2025-04-13 04:22:07 +02:00 · 2010-11-09 15:38:50 +00:00 · 2010-11-09 15:38:50 +00:00 · d82d272037
commit d82d272037
parent 9dbc2e7b4a
1 changed files with 17 additions and 20 deletions
--- a/mnet/xmlrpc/client.php
+++ b/mnet/xmlrpc/client.php
@ -310,7 +310,7 @@ class mnet_xmlrpc_client {
     */

    function permission_to_call($mnet_peer) {
-        global $DB, $CFG;
+        global $DB, $CFG, $USER;

        // Executing any system method is permitted.
        $system_methods = array('system/listMethods', 'system/methodSignature', 'system/methodHelp', 'system/listServices');
@ -318,35 +318,32 @@ class mnet_xmlrpc_client {
            return true;
        }

-        $id_list = $mnet_peer->id;
+        $hostids = array($mnet_peer->id);
        if (!empty($CFG->mnet_all_hosts_id)) {
-            $id_list .= ', '.$CFG->mnet_all_hosts_id;
+            $hostids[] = $CFG->mnet_all_hosts_id;
        }
        // At this point, we don't care if the remote host implements the
        // method we're trying to call.
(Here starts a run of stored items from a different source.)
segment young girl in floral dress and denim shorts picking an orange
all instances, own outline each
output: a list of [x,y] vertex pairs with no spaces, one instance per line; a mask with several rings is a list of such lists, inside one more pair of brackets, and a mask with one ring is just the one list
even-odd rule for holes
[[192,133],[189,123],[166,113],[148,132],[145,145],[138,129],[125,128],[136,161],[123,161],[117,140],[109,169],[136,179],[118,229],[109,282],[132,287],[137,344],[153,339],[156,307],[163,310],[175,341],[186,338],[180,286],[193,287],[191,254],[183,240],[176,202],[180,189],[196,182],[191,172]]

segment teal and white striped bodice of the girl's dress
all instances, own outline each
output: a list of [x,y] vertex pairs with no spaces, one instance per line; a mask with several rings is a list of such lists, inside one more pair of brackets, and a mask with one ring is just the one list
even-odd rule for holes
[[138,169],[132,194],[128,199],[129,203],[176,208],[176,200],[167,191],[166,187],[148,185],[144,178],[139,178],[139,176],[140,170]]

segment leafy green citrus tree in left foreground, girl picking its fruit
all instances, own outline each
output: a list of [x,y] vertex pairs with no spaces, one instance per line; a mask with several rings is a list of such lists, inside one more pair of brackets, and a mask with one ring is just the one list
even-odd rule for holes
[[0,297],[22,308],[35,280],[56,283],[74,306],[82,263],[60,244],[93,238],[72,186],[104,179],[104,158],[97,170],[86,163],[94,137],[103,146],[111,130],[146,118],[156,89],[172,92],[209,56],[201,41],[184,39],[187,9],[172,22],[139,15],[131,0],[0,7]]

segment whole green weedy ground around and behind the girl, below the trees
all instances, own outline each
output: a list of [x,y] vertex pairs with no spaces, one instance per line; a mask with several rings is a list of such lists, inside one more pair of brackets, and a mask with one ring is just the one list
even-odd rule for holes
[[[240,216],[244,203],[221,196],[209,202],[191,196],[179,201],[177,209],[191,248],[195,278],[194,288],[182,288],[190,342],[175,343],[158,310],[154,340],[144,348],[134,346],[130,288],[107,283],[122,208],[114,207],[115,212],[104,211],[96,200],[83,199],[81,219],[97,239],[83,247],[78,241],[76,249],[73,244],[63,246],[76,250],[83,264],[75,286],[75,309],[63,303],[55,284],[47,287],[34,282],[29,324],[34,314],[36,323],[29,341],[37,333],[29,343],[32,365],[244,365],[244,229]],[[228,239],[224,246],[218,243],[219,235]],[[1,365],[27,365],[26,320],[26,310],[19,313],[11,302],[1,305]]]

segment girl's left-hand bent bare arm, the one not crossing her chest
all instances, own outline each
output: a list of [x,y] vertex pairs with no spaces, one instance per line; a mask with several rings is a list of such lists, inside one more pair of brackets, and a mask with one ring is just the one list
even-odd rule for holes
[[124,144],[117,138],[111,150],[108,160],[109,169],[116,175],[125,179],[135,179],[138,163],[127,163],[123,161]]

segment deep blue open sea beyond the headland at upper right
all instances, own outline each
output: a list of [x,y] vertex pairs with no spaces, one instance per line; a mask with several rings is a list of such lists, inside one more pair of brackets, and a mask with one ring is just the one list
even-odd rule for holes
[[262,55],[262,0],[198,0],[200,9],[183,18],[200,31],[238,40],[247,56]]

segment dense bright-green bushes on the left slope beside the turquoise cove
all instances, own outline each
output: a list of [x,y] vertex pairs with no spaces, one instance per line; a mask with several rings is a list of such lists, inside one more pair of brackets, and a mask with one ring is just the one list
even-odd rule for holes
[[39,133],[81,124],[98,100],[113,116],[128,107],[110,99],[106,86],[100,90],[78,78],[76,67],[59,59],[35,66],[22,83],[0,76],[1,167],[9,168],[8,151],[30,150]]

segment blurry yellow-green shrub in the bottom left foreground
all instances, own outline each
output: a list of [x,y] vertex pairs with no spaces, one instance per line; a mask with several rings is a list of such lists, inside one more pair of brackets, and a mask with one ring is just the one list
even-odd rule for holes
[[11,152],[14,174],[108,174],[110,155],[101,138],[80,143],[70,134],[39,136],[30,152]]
We just want to know that:
        // 1. The method belongs to some service, as far as OUR host knows
        // 2. We are allowed to subscribe to that service on this mnet_peer

-        // Find methods that we subscribe to on this host
-        $sql = "
-            SELECT
-                *
-            FROM
-                {mnet_remote_rpc} r,
-                {mnet_remote_service2rpc} s2r,
-                {mnet_host2service} h2s
-            WHERE
-                r.xmlrpcpath = ? AND
-                s2r.rpcid = r.id AND
-                s2r.serviceid = h2s.serviceid AND
-                h2s.subscribe = '1' AND
-                h2s.hostid in ({$id_list})";
+        list($hostidsql, $hostidparams) = $DB->get_in_or_equal($hostids);

-        $permission = $DB->get_record_sql($sql, array($this->method));
-        if ($permission == true) {
+        $sql = "SELECT r.id
+                  FROM {mnet_remote_rpc} r
+            INNER JOIN {mnet_remote_service2rpc} s2r ON s2r.rpcid = r.id
+            INNER JOIN {mnet_host2service} h2s ON h2s.serviceid = s2r.serviceid
+                 WHERE r.xmlrpcpath = ?
+                       AND h2s.subscribe = ?
+                       AND h2s.hostid $hostidsql";
+
+        $params = array($this->method, 1);
+        $params = array_merge($params, $hostidparams);
+
+        if ($DB->record_exists_sql($sql, $params)) {
            return true;
        }
-        global $USER;
+
        $this->error[] = '7:User with ID '. $USER->id .
                         ' attempted to call unauthorised method '.
                         $this->method.' on host '.